Download a list of items using the provided DataLoader. Each DataItem is transformed into a download item via the data_loader's item_meta_cls and then downloaded using load_items. If any error occurs, a DownloadException is raised.

Parameters

  • items: List of DataItem instances containing the necessary information.
  • data_loader: DataLoader instance with an item_meta_cls attribute and a load_items method to process items.

Usage

  • Purpose: Retrieve and download items for further processing.

Example

downloaded_items = download_items(items, data_loader)

split_items

Functionality

Split each item into parts after applying a preprocessor. It applies the provided ItemSplitter to the preprocessed data of each item. It also gathers a mapping from object IDs to parts and collects errors from failed splits.

Parameters

  • items: List of DownloadedItem instances to split.
  • item_splitter: Instance of ItemSplitter used to split items.
  • preprocessor: Instance of ItemsDatasetDictPreprocessor used to preprocess item data.

Return Value

Returns a tuple with three elements: 1. A list of parts produced by splitting the items. 2. A dictionary mapping object IDs to lists of part indexes. 3. A list of tuples, each containing a failed DownloadedItem and its error traceback.

Usage

  • Purpose: Automate the splitting of downloaded items while handling errors gracefully.

Example

parts, obj_to_parts, failed = split_items(downloaded_items, splitter, preprocessor)

run_inference

Functionality

Run inference on a list of data items in batches using the specified TritonClient. The function returns a numpy array of inference results.

Parameters

  • items_data: List of data on which inference is run.
  • inference_client: Client that handles inference.

Usage

Split the input data into batches based on the batch size from settings. Use the inference_client to obtain results for each batch and combine them using numpy.vstack.

Example

vectors = run_inference(data_items, triton_client)

upload_vectors

Functionality

Uploads computed vectors for a list of items to a collection. The function prepares object parts by extracting vector segments and computing an average vector. After assembling the objects, it upserts them to the collection. Depending on configuration, it may also delete improved objects from the collection.

Parameters

  • items: List of DownloadedItem instances, each with metadata used to build object details.
  • vectors: Numpy array containing the vectors to be uploaded. Each row corresponds to a vector part.
  • object_to_parts: Dictionary mapping object IDs to a list of indices that indicate vector parts associated with each item.
  • collection: Collection instance where objects are upserted.
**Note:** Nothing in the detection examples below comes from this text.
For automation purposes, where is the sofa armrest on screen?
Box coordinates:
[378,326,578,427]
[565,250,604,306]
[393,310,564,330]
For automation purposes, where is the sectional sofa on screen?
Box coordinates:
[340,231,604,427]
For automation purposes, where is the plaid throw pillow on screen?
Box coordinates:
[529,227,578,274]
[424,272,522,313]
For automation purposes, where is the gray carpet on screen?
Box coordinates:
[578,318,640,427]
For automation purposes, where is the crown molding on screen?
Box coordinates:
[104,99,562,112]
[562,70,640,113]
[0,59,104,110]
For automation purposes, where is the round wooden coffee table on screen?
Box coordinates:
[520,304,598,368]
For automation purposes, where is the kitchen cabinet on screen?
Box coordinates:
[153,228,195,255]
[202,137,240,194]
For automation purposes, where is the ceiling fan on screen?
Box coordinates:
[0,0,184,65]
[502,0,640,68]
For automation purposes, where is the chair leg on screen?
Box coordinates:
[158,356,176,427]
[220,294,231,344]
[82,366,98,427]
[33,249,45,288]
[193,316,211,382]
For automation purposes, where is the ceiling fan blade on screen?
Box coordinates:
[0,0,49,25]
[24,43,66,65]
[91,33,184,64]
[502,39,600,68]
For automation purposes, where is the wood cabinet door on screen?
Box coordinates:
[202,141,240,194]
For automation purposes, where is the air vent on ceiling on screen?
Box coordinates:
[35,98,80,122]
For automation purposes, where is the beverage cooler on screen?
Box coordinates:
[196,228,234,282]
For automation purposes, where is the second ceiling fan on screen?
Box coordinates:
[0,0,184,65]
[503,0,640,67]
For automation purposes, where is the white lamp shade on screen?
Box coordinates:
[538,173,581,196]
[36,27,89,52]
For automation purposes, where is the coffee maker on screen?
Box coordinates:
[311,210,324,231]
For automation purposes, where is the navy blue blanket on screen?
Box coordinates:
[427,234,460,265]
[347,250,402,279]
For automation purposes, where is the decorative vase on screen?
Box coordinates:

It supports operations like upsert, find, and delete.

Usage

  • Purpose: To upload and manage vector data by creating object parts, computing an average vector, and updating the collection accordingly.

Example

items = [item1, item2, ...]
vectors = np.array([...])
object_to_parts = {"item_id": [0, 1, 2]}
collection = get_collection()

upload_vectors(items, vectors, object_to_parts, collection)